4.      Tetanus-difteri  : demam, nyeri dan bengkak di tempat suntikan.
5.      MMR   : rash, pembengkakan kelenjar getah bening leher, nyeri dan kaku pada sendi 1 atau 2 minggu setelah vaksinasi.
6.      Varisela  : demam, nyeri dan kemerahan di tempat suntikan, rash sampai 3minggu setelah imunisasi.
7.      Pneumokokus           : demam, nyeri di tempat suntikan.
8.      Vaksin Polio Oral      : tidak ada.
9.      Vaksin Polio Inaktif  : kemerahan, rasa tidak nyaman di tempat suntikan.
Yang harus diperhatikan:
a.       Semua vaksin yang mengandung bakteri / virus hidup tidak dianjurkan bagi wanita hamil, kehamilan sebaiknya dicegah untuk 28 hari setelah penyuntikan vaksin hidup (varisela, MMR, BCG) namun vaksinasi virus hidup < 28 hari sebelum kehamilan bukan alasan untuk mengakhiri kehamilan
b.      Vaksin virus / bakteri mati dapat diberikan pada wanita hamil namun waktu ideal untuk pemberian tergantung dari waktu konsepsi.
c.    Kehamilan tidak mengganggu efisiensi dari vaksin.

















BAB III
PENUTUP
A. KESIMPILAN
A.  KESIMPULAN
Kehamilan merupakan suatu proses kehidupan seorang wanita, dimana dengan adanya proses ini terjadi perubahan-perubahan. Perubahan tersebut meliputi perubahan fisik, mental dan sosial. Selain kebutuhan psikologis, kebutuhan fisik juga harus diperhatikan agar kehamilan dapat berlangsung dengan aman dan lancar. Kebutuhan fisik yang diperlukan ibu selama hamil diantaranya meliputi istirahat/tidur dimana pada ibu hamil dianjurkan untuk merencanakan periode istirahat terutama saat hamil tua.
Kemudian imunisasi yaitu yang merupakan pemberian kekebalan tubuh terhadap suatu penyakit dengan memasukkan sesuatu ke dalam tubuh agar tubuh tahan terhadap penyakit yang sedang mewabah atau berbahaya bagi seseorang, imunisasi pada ibu hamil yaitu Tetanus Toksoid.

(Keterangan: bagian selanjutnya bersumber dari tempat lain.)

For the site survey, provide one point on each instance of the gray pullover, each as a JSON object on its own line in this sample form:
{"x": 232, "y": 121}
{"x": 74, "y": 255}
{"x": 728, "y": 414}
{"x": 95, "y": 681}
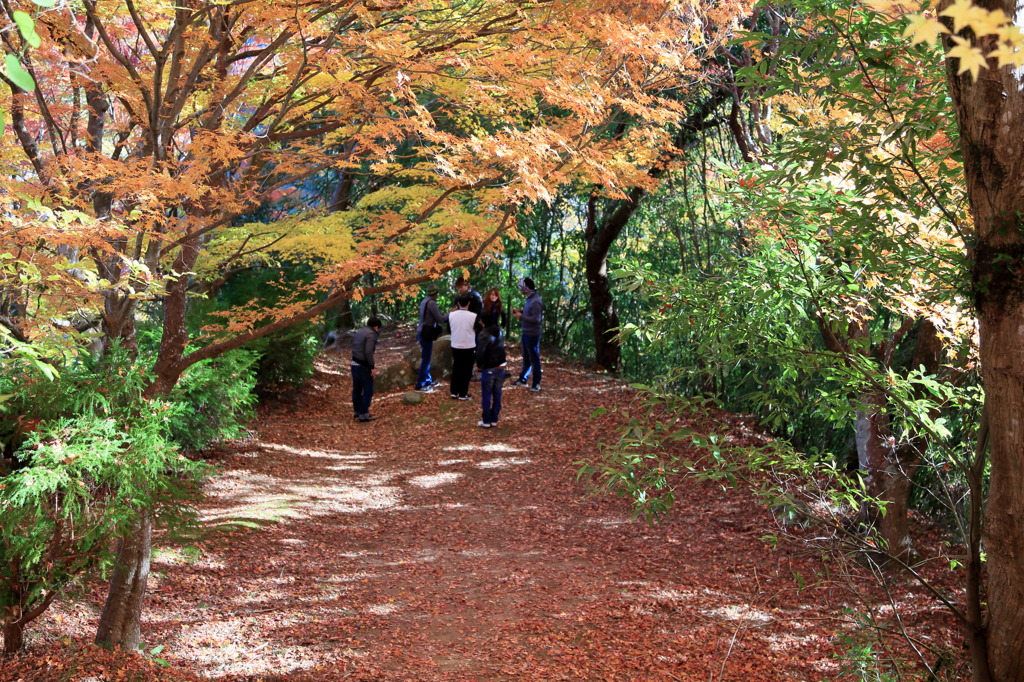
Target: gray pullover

       Tetanus adalah penyakit yang disebabkan oleh bakteri Clostridium tetani yang masuk melalui luka terbuka dan menghasilkan racun yang kemudian menyerang sistem saraf pusat. Bakteri ini secara umum terdapat ditanah, jadi ia bisa ditemukan pada debu, pupuk, kotoran hewan, dan sampah. Tetanus ini menyerang siapa saja, anak – anak juga orang dewasa. Bahkan bayi baru lahir sekalipun, yang bisa berakibat fatal. Penyakit yang menyerang bayi itu biasa disebut Tetanus neonatorum.
                    
B.  SARAN
        Setelah membaca dan memahami materi tentang Imunisasi TT (Tetanus Toxoid) pada Ibu Hamil yanng ada pada makalah ini diharapakan Kita sebagai tim tenaga kesehatan mampu melakukan asuhan kepearawatan prosedur asuhan keperawatan yang sesuai dan menggunakan alat-alat yang steril untuk menghindari terjadinya infeksi tetanus pada bayi yang baru dilahirkan.
            Sedangkan bagi Ibu Hamil dan keluarga diharapkan memilki kesadaran untuk berpatisipasi aktif dalam kegiatan Imunisasi TT (Tetanus Toxoid) karena Imunisasi ini juga penting bagi mereka untuk mencegah kemungkinan terjadinya infeksi tetanus pada bayi yang akan dilahirkan.